Ao iniciar a construção de uma rede wifi comunitária, no geral, o sentimento de animação dos envolvidos é grande. Essa animação por vezes refere-se à condição de se apropriar e dispor do acesso à internet que ainda é muito cara e precária em diversos locais das cidades.
No decorrer do processo, as dificuldades vão aparecendo, diversos obstáculos paralisam ou dificultam a caminhada desses coletivos, dentre os mais comuns, destaco três que tem se apresentado com maior frequência, sendo eles: a autossustentabilidade da Rede, a partilha de conhecimentos técnicos necessários para sua manutenção e o processo regulatório com as entidades governamentais.
O ato de compartilhar necessita estar atrelado a uma condição em que possamos colocar isso em prática.
Os três elementos mencionados acima precisam ainda de maior debate e resolução, porém queremos chamar a atenção para uma outra questão que nem sempre é destacada, mas que aparece e se relaciona com todo o debate da construção de redes comunitárias, esta questão se refere há alguns valores sociais e culturais que baseiam o debate e os interesses das redes comunitárias, como por exemplo a importância de valorizar o compartilhamento.
E o que é compartilhar? Se você for num site de pesquisa (pode ser o Google mesmo, fazer o quê né?– risos), ele dará um significado geral dessa palavra. Pode ir lá pesquisar…, eu espero…
Foi? E então, o que achou?
Ah, mas tem um adendo, se você acha que quando falo em compartilhar estou mencionando aquele botão que fica abaixo das publicações das redes sociais famosas, não é só sobre isso não.
Para começar podemos pensar, o quanto nós no dia a dia compartilhamos? Sejam bens materiais, conhecimentos, sabedorias… .
Atualmente cerca de apenas 50% da população mundial tem acesso à internet, porque? Quem escolhe quem tem acesso e quem não tem? Porque quem tem acesso não compartilha seu sinal com pessoas ao seu redor?
O ato de compartilhar necessita estar atrelado a uma condição em que possamos colocar isso em prática. Um exemplo possível é quando estamos na rua e precisamos descartar algum objeto (lixo) é muito mais possível que as pessoas joguem o lixo no lugar correto se tiver um local (lixeira) para esse descarte, senão fica só campo da intenção de cada um guardar o lixo ou jogar na rua.
E porquê valores como compartilhar, solidariedade e colaboração não estão presentes, ou melhor, pouco presente em nossas relações cotidianas? A sociedade atual prega valores muitas vezes contrários a isso, em todos os lugares somos chamados para relação de competição, individualismo, se fala muito sobre a meritocracia.

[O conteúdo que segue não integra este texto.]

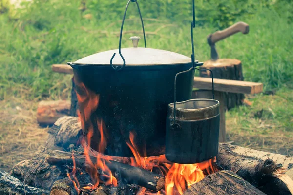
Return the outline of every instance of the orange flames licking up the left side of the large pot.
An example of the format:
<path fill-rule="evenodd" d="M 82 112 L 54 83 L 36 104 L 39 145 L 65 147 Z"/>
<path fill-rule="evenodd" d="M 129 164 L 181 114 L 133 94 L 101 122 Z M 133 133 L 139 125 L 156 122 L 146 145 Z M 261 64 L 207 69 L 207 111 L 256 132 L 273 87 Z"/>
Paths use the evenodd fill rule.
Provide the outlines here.
<path fill-rule="evenodd" d="M 86 139 L 83 139 L 82 146 L 84 147 L 84 155 L 85 155 L 85 162 L 87 164 L 87 173 L 90 174 L 92 180 L 95 182 L 93 186 L 90 186 L 91 189 L 96 189 L 99 183 L 104 183 L 105 185 L 112 185 L 117 186 L 117 179 L 112 175 L 111 170 L 105 164 L 105 159 L 96 158 L 95 161 L 89 155 L 90 151 L 90 140 L 94 134 L 94 124 L 91 121 L 91 116 L 93 115 L 94 111 L 98 108 L 99 105 L 99 95 L 92 92 L 91 90 L 87 89 L 84 83 L 76 83 L 77 87 L 79 88 L 79 93 L 77 94 L 77 99 L 80 105 L 80 121 L 82 124 L 82 128 L 87 130 Z M 96 121 L 97 127 L 100 133 L 100 142 L 98 146 L 98 152 L 103 153 L 107 146 L 106 138 L 105 138 L 105 131 L 103 128 L 104 124 L 103 121 Z M 84 137 L 85 138 L 85 137 Z M 86 144 L 85 144 L 86 143 Z M 74 162 L 74 168 L 71 172 L 72 175 L 75 174 L 75 161 L 74 156 L 72 158 Z M 77 183 L 78 181 L 73 183 Z M 79 185 L 78 185 L 79 187 Z M 76 188 L 79 192 L 79 189 Z"/>

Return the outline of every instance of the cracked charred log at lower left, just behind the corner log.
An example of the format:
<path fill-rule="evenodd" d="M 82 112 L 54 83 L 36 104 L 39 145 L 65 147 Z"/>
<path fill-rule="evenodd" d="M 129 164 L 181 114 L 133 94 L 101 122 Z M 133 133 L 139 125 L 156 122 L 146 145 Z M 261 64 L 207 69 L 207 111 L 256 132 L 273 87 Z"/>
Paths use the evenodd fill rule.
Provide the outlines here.
<path fill-rule="evenodd" d="M 9 172 L 29 186 L 50 190 L 56 180 L 66 177 L 65 168 L 52 166 L 45 160 L 45 155 L 39 159 L 32 158 L 16 164 Z"/>

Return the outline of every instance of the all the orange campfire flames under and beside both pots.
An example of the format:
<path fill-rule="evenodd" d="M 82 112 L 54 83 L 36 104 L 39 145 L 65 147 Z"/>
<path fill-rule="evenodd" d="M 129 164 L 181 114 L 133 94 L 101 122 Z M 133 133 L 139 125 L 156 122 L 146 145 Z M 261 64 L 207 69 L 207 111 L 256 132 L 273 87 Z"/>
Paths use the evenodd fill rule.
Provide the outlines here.
<path fill-rule="evenodd" d="M 91 115 L 98 108 L 99 105 L 99 95 L 96 95 L 94 92 L 90 91 L 84 86 L 84 83 L 76 83 L 79 87 L 79 93 L 77 93 L 78 102 L 80 105 L 79 115 L 82 128 L 87 129 L 88 133 L 86 139 L 81 141 L 82 146 L 84 147 L 84 155 L 86 156 L 86 164 L 88 165 L 87 172 L 90 174 L 95 184 L 89 186 L 88 188 L 94 190 L 99 184 L 104 184 L 106 186 L 117 186 L 118 182 L 109 167 L 105 164 L 105 160 L 114 160 L 111 156 L 103 155 L 105 148 L 107 146 L 106 139 L 106 129 L 105 124 L 102 120 L 96 118 L 96 121 L 93 120 Z M 96 123 L 96 124 L 94 124 Z M 97 155 L 95 155 L 96 161 L 92 161 L 93 153 L 90 148 L 90 140 L 94 134 L 94 127 L 97 127 L 100 133 L 100 143 L 97 149 Z M 177 164 L 168 161 L 165 155 L 160 156 L 150 156 L 142 157 L 139 153 L 138 147 L 135 144 L 135 133 L 130 132 L 129 141 L 126 141 L 126 144 L 133 153 L 134 158 L 123 158 L 123 163 L 140 167 L 149 171 L 153 171 L 154 167 L 157 167 L 161 174 L 165 176 L 165 193 L 166 195 L 182 195 L 188 187 L 192 184 L 201 181 L 205 175 L 202 170 L 207 170 L 207 173 L 213 173 L 214 170 L 212 162 L 215 159 L 210 159 L 208 161 L 197 163 L 197 164 Z M 90 156 L 91 155 L 91 156 Z M 146 156 L 146 155 L 144 155 Z M 74 161 L 74 156 L 73 156 Z M 73 170 L 68 177 L 73 176 L 76 173 L 76 166 L 74 163 Z M 76 179 L 76 177 L 74 177 Z M 71 179 L 71 178 L 70 178 Z M 77 192 L 79 193 L 80 186 L 76 180 L 72 180 Z M 140 195 L 145 194 L 146 189 L 142 188 L 139 192 Z M 157 194 L 161 194 L 158 192 Z"/>

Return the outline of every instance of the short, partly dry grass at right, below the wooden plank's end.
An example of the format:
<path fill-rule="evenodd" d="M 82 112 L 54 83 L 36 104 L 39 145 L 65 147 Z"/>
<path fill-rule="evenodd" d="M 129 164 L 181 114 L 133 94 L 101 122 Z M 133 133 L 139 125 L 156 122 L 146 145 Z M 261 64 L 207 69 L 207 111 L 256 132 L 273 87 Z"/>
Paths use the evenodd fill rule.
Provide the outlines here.
<path fill-rule="evenodd" d="M 249 99 L 252 106 L 240 106 L 226 113 L 230 140 L 237 145 L 292 155 L 292 88 L 281 88 L 275 95 L 260 94 Z"/>

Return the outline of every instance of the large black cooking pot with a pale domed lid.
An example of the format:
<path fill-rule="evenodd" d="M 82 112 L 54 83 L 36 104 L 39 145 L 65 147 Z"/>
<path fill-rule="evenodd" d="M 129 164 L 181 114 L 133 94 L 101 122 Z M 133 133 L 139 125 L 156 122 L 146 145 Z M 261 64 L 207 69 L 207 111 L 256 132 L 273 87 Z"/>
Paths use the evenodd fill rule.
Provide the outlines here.
<path fill-rule="evenodd" d="M 191 59 L 165 50 L 140 48 L 137 37 L 132 48 L 121 49 L 121 58 L 110 59 L 118 50 L 97 53 L 68 64 L 73 68 L 79 98 L 80 114 L 84 118 L 83 133 L 93 129 L 90 146 L 113 156 L 131 157 L 127 146 L 129 133 L 142 156 L 165 152 L 166 116 L 168 104 L 174 101 L 174 78 L 192 67 Z M 196 61 L 197 63 L 198 61 Z M 117 71 L 115 67 L 122 68 Z M 177 100 L 191 98 L 194 71 L 177 78 Z M 84 102 L 99 95 L 99 105 Z M 88 100 L 87 100 L 88 101 Z M 92 110 L 92 112 L 89 112 Z M 99 148 L 101 134 L 98 124 L 103 120 L 107 147 Z M 100 128 L 101 129 L 101 128 Z"/>

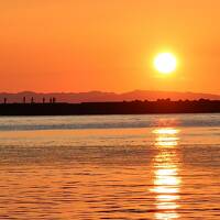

Então, o ato de compartilhar é algo muito distante do nosso cotidiano, nossas relações sociais e culturais não incentivam para isso. Atualmente cerca de apenas 50% da população mundial tem acesso à internet, porque? Quem escolhe quem tem acesso e quem não tem? Porque quem tem acesso não compartilha seu sinal com pessoas ao seu redor? As respostas podem ser múltiplas, com maior ênfase sugiro dizer que nossos valores de maior predomínio social inviabilizem essa prática de compartilhamento, mas não apenas isso, as condições materiais também são determinantes, exemplo disso são os bloqueios que muitos roteadores têm justamente para impedir ou prejudicar o compartilhamento do sinal.
Nesse sentido pensar numa cultura do compartilhamento, será preciso encontrar formas de superar valores que somente reproduzem as disputas e as desigualdades sociais. E criar condições necessárias para torná-los uma prática cotidiana.
E como fazer isso?
A reflexão sobre esse tema já é um bom começo. Necessitamos abrir o debate de onde possamos compreender que valores como a colaboração e a partilha possam ganhar mais do que as disputas, talvez esse seja um bom assunto para avançarmos nos coletivos de redes digitais.
O debate para construção de novos valores sociais e culturais, não é fácil, na relação técnica pode até ser possível trocar um sistema operacional de um roteador e fazer com que ele se comporte para partilhar o sinal wifi com meus vizinhos, mas, em nós humanos, como “instalamos” um “software” da colaboração e da partilha?